Fuzzy search: Find parts of long text or data, allowing for some changes/typos.
Easy, fast, and just works!
>>> find_near_matches('PATTERN', '---PATERN---', max_l_dist=1)
[Match(start=3, end=9, dist=1, matched="PATERN")]
- Two simple functions to use: one for in-memory data and one for files
- Fastest search algorithm is chosen automatically
- Levenshtein Distance metric with configurable parameters
- Separately configure the max. allowed distance, substitutions, deletions and/or insertions
- Advanced algorithms with optional C and Cython optimizations
- Properly handles Unicode; special optimizations for binary data
- Simple installation:
pip install fuzzysearch
just works- pure-Python fallbacks for compiled modules
- only one dependency (
attrs
)
- Extensively tested
- Free software: MIT license
For more info, see the documentation.
fuzzysearch
supports Python versions 3.8+, as well as PyPy 3.9 and 3.10.
$ pip install fuzzysearch
This will work even if installing the C and Cython extensions fails, using pure-Python fallbacks.

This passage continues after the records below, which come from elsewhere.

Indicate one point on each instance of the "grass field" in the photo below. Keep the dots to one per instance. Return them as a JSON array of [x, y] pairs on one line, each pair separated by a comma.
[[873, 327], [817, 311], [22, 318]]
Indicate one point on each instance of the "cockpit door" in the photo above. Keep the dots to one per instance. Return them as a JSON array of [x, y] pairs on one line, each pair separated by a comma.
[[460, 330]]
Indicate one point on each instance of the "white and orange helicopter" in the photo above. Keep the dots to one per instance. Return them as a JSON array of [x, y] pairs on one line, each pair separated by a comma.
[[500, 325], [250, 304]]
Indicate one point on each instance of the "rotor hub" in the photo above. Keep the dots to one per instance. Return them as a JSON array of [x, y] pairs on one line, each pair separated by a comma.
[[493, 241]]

Just call find_near_matches()
with the sub-sequence you're looking for,
the sequence to search, and the matching parameters:
>>> from fuzzysearch import find_near_matches
# search for 'PATTERN' with a maximum Levenshtein Distance of 1
>>> find_near_matches('PATTERN', '---PATERN---', max_l_dist=1)

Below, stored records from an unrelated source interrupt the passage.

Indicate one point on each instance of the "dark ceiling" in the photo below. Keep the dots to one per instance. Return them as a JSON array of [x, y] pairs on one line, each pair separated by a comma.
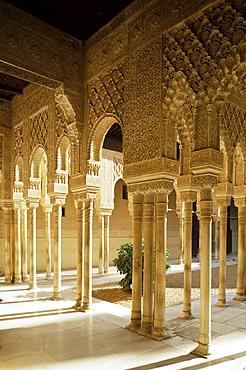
[[79, 18]]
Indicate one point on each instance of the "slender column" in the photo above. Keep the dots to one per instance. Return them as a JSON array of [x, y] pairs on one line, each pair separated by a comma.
[[181, 239], [137, 223], [240, 294], [88, 218], [48, 211], [32, 246], [24, 245], [186, 314], [79, 294], [57, 251], [223, 242], [7, 246], [147, 320], [101, 244], [204, 346], [17, 224], [12, 227], [106, 243], [159, 331]]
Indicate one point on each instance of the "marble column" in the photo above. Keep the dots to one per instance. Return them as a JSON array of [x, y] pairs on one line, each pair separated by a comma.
[[7, 246], [204, 342], [24, 245], [32, 245], [57, 208], [137, 224], [101, 245], [47, 213], [88, 219], [223, 243], [186, 314], [216, 234], [106, 243], [159, 332], [17, 225], [147, 319], [80, 258], [240, 292]]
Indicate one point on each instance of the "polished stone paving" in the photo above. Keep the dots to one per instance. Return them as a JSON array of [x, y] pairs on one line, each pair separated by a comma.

[Match(start=3, end=9, dist=1, matched="PATERN")]
To search in a file, use find_near_matches_in_file()
similarly:
>>> from fuzzysearch import find_near_matches_in_file
>>> with open('data_file', 'rb') as f:
... find_near_matches_in_file(b'PATTERN', f, max_l_dist=1)
[Match(start=3, end=9, dist=1, matched="PATERN")]

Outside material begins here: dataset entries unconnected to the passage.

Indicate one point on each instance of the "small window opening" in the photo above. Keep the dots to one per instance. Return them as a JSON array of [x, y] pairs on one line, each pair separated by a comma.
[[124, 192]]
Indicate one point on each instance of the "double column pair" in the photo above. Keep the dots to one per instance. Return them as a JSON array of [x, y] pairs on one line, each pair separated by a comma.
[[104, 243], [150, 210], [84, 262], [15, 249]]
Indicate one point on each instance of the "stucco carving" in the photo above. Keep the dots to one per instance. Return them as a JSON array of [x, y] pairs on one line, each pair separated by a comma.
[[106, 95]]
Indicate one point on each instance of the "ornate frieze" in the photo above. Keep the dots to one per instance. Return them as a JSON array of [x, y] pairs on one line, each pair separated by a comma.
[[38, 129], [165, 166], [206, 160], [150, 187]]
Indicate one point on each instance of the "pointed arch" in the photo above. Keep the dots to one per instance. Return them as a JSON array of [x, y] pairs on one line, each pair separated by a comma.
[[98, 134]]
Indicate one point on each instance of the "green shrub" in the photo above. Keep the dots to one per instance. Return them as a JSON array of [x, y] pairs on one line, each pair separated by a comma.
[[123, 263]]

fuzzysearch is great for ad-hoc searches of genetic data, such as DNA or protein sequences, before reaching for "heavier", domain-specific tools like BioPython:
>>> sequence = '''\
GACTAGCACTGTAGGGATAACAATTTCACACAGGTGGACAATTACATTGAAAATCACAGATTGGTCACACACACA
TTGGACATACATAGAAACACACACACATACATTAGATACGAACATAGAAACACACATTAGACGCGTACATAGACA
CAAACACATTGACAGGCAGTTCAGATGATGACGCCCGACTGATACTCGCGTAGTCGTGGGAGGCAAGGCACACAG
GGGATAGG'''
>>> subsequence = 'TGCACTGTAGGGATAACAAT' # distance = 1
>>> find_near_matches(subsequence, sequence, max_l_dist=2)
[Match(start=3, end=24, dist=1, matched="TAGCACTGTAGGGATAACAAT")]
BioPython sequences are also supported:
>>> from Bio.Seq import Seq
>>> from Bio.Alphabet import IUPAC
>>> sequence = Seq('''\
GACTAGCACTGTAGGGATAACAATTTCACACAGGTGGACAATTACATTGAAAATCACAGATTGGTCACACACACA
TTGGACATACATAGAAACACACACACATACATTAGATACGAACATAGAAACACACATTAGACGCGTACATAGACA
CAAACACATTGACAGGCAGTTCAGATGATGACGCCCGACTGATACTCGCGTAGTCGTGGGAGGCAAGGCACACAG
GGGATAGG''', IUPAC.unambiguous_dna)
>>> subsequence = Seq('TGCACTGTAGGGATAACAAT', IUPAC.unambiguous_dna)
>>> find_near_matches(subsequence, sequence, max_l_dist=2)
[Match(start=3, end=24, dist=1, matched="TAGCACTGTAGGGATAACAAT")]
The search function supports four possible match criteria, which may be supplied in any combination:
- maximum Levenshtein distance (
max_l_dist
) - maximum # of subsitutions
- maximum # of deletions ("delete" = skip a character in the sub-sequence)
- maximum # of insertions ("insert" = skip a character in the sequence)
Not supplying a criterion means that there is no limit for it. For this reason,
one must always supply max_l_dist
and/or all other criteria.
>>> find_near_matches('PATTERN', '---PATERN---', max_l_dist=1)
[Match(start=3, end=9, dist=1, matched="PATERN")]
# this will not match since max-deletions is set to zero
>>> find_near_matches('PATTERN', '---PATERN---', max_l_dist=1, max_deletions=0)
[]
# note that a deletion + insertion may be combined to match a substution
>>> find_near_matches('PATTERN', '---PAT-ERN---', max_deletions=1, max_insertions=1, max_substitutions=0)
[Match(start=3, end=10, dist=1, matched="PAT-ERN")] # the Levenshtein distance is still 1
# ... but deletion + insertion may also match other, non-substitution differences
>>> find_near_matches('PATTERN', '---PATERRN---', max_deletions=1, max_insertions=1, max_substitutions=0)
[Match(start=3, end=10, dist=2, matched="PATERRN")]
Use case: Search through a list of strings for almost-exactly matching strings. For example, searching through a list of names for possible slight variations of a certain name.
Suggestion: Consider using fuzzywuzzy.